Similarly the number of customers that will buy the game the first week should not have been any surprise, people love this game and all the heavy marketing leading up were clearly going to stir up huge demand. I'm not marketing expert, but given how many big time games have been shipped in the last decade and what their numbers were shouldn't have been that much of a mystery.

So if you can guess the demand, you know your systems performance, you understand every bit that the game generates, and you have enormous money to invest to ensure everything works correctly, how do you screw this up so badly?

I know nothing of EA other than what I read, but the only answer I can think of is executive idiocy. Maybe someone somewhere refused the architect's and engineering plans and decided based on something other than data to spend less money. I suppose the architects and engineers might have been totally clueless or there was no attempt at tracking performance and data usage. That would also constitute executive cluelessness in hiring people with a similar lack of clue. But given the amazing game that was developed I can't imagine the engineering was so utterly inept.

Given my several decades of experience I've seen a lot of leadership that negated whatever brilliance the actual engineering team had, and in most cases where systems had terrible problems the leadership was generally to blame. Engineers can figure out almost anything, but they can be constrained so much that there is nothing they can do to make things work right. Having incompetent engineers can happen too, but it's far less likely.

During my brief stint at Apple, I saw both how poor leadership and terrible engineers happened during the Copland disaster in the mid-90's. The idea was bad, the leaders didn't have a clue, and a hoard of unmanaged contractors wrote terrible code, leaving the good engineers that Apple had even then without any way to fix things. But Apple was a disaster itself and nearing death: EA is a big successful game company doing just another game.
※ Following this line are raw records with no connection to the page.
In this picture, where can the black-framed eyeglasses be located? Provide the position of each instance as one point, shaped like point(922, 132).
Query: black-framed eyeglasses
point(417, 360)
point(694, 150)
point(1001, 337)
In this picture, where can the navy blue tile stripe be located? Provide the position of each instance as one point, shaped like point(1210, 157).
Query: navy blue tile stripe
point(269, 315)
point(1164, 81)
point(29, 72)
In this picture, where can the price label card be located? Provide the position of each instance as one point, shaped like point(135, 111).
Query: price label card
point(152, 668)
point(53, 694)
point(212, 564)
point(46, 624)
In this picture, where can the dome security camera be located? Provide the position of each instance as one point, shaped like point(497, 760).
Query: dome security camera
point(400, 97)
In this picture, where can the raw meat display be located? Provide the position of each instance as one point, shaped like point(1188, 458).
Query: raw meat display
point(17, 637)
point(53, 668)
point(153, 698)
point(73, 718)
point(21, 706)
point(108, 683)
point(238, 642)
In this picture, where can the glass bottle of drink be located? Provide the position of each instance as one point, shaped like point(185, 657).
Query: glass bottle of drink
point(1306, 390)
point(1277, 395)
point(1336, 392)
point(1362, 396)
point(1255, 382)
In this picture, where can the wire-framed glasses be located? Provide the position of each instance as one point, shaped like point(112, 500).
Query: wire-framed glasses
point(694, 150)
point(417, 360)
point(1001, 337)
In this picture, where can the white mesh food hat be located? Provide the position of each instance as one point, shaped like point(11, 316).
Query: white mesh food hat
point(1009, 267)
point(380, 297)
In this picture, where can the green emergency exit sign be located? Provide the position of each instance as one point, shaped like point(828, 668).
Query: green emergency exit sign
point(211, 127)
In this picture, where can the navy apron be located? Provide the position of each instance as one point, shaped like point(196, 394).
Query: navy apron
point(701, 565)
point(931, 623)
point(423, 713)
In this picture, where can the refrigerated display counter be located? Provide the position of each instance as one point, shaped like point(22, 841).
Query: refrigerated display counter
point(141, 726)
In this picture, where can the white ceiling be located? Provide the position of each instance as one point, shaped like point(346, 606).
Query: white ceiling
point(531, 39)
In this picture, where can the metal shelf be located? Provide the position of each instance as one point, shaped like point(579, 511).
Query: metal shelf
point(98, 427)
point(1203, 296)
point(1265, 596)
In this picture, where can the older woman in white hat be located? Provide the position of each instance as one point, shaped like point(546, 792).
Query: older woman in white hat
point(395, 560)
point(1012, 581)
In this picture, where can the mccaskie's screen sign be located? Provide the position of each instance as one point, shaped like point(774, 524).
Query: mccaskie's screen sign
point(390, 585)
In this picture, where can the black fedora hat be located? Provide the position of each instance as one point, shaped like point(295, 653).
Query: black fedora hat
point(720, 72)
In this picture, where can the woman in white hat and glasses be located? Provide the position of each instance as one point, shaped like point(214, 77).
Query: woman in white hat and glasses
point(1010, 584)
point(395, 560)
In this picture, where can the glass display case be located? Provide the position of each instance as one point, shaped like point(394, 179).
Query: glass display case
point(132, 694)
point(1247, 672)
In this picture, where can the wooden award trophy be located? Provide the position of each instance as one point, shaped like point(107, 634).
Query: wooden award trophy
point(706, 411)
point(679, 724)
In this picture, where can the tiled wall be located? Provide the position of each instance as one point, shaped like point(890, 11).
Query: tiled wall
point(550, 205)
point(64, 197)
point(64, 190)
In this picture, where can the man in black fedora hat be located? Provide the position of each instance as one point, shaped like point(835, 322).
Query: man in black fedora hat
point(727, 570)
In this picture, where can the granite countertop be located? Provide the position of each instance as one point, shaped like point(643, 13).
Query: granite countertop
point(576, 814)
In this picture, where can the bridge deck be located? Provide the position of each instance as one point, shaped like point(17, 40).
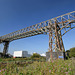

I have no idea what will happen now other than lots of layoffs will happen, this is common practice in the big game industry anyway. Will anyone learn from this? Probably not, since this isn't the first time such stupidity has happened. Of course most games don't require you to be online to even play by yourself. If SimCity allowed offline play at least the outcry would have been muted.

Basically if you are going to require online always (like the MMO I worked on) you better make damned sure you know exactly how much server capacity you need and make it available on day one. Better plan to have too much than too little and hope to ramp up over time.

If nothing else, if you plan on releasing a big complicated system to a desperate public, spend the time and money up front to instrument everything from day one. The more you know, the less you get surprised.